COMMISSIONER MACDONALD

SYDNEY, 12 NOVEMBER 2010

Application for unfair dismissal - serious misconduct - dismissal on ground of knowingly producing a false urine sample in a random drug test - application for unfair dismissal declined.

[1] This decision arises from an application by Mr Leonard James Ruddell (the applicant) pursuant to section 394 of the Fair Work Act (the Act) for a remedy in respect of his dismissal by Camberwell Coal Pty Limited t/as Integra Open Cut Mine (the respondent).

[2] The dismissal was for serious misconduct and the dismissal occurred on 18 June 2010.

[3] The unfair dismissal application was lodged with Fair Work Australia (FWA) on 18 June 2010.

[4] The unfair dismissal application was dealt with by an FWA Conciliator but did not settle. The Hearing took place before myself in Newcastle on 21 and 22 September 2010.

[5] The applicant was represented by Mr Alex Bukarica of the Construction, Forestry, Mining and Energy Union - Mining and Energy Division (CFMEU). Assisting at the bar table was Mr J McWilliams. Mr Bukarica called the following witnesses:

    Leonard Ruddell - the applicant

    Dean (aka “Dingo”) Andrews - Acting Open Cut Examiner

[6] The respondent was represented by Mr A Morris, solicitor, from Blake Dawson, Lawyers. Assisting at the bar table was Ms T Ross, solicitor. Mr Morris called the following witnesses:

    Scott Sands - Director, Safety Plus Training Pty Limited

    Michael Gallegos - Operations Manager (the respondent)

BACKGROUND

[7] The respondent is in the business of open cut mining, in the Hunter region, Newcastle. There are approximately 217 employees, 150 of whom are mining technicians or equivalent.

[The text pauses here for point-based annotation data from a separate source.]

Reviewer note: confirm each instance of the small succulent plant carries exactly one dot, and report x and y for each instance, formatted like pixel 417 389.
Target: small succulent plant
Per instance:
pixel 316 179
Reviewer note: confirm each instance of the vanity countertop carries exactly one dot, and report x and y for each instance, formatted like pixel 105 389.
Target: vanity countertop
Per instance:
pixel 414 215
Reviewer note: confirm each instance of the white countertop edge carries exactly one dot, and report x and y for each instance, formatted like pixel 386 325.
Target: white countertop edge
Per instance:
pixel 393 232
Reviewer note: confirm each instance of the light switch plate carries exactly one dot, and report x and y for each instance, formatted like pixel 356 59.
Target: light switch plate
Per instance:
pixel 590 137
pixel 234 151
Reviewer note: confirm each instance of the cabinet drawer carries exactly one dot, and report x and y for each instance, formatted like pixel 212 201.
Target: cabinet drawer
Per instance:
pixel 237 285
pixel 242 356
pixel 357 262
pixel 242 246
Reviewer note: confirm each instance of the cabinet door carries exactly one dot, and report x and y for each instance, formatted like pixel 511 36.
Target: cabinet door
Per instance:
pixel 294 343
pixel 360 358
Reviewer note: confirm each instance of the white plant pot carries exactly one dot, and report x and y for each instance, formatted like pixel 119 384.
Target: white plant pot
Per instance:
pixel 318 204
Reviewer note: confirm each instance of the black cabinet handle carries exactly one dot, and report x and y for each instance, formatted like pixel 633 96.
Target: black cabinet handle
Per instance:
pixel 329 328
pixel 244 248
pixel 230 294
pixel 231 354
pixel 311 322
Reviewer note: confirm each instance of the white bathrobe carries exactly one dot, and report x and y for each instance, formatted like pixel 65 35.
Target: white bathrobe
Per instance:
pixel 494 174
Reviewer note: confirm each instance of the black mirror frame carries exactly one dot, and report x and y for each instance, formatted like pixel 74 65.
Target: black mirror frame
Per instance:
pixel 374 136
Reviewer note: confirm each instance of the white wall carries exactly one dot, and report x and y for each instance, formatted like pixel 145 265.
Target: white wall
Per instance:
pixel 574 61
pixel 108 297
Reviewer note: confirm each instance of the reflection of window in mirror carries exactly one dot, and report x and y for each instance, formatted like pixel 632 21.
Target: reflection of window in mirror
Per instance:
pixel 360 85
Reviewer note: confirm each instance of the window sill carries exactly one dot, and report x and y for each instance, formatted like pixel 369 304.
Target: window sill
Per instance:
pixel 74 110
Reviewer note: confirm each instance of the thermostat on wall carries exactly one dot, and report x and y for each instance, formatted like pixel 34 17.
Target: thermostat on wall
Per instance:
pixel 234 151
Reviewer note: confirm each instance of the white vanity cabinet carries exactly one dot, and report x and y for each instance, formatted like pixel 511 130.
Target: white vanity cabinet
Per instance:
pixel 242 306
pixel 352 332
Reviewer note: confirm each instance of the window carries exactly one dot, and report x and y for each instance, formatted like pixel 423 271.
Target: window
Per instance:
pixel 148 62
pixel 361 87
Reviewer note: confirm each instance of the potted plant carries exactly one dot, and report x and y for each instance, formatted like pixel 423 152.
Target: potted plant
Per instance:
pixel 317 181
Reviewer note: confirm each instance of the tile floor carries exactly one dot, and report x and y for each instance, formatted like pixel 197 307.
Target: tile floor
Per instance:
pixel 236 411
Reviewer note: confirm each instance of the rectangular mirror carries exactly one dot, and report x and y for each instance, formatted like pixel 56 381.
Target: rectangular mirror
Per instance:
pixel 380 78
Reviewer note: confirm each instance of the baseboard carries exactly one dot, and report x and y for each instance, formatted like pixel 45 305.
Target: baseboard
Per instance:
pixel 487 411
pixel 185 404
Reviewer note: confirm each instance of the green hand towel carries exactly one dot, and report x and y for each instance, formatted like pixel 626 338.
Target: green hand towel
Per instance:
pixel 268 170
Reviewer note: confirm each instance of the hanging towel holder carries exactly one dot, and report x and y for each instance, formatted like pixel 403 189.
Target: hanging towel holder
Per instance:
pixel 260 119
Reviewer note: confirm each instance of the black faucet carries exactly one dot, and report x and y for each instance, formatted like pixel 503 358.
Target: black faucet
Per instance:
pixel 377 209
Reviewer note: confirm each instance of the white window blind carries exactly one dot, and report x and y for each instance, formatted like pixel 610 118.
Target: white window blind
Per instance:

[8] Within the open cut mine area, there are six loading units and up to 26 mining trucks. Light vehicles are used to transport mining technicians to and from the loading units and ancillary equipment. Surveyors, mining supervisors, maintenance technicians and other staff also utilise light vehicles to transport people around the mine. Therefore, there is a large amount of mobile machinery operating in a small geographical area (7.3Ha).

[9] The respondent has a Drug and Alcohol Procedure (D & A Procedure) which is intended to protect personnel from unsafe conditions relating to the effects of drugs and alcohol in the workplace, being a mining industry.

[10] The applicant was a Mine Technician at the time of his dismissal, having commenced employment in 2001.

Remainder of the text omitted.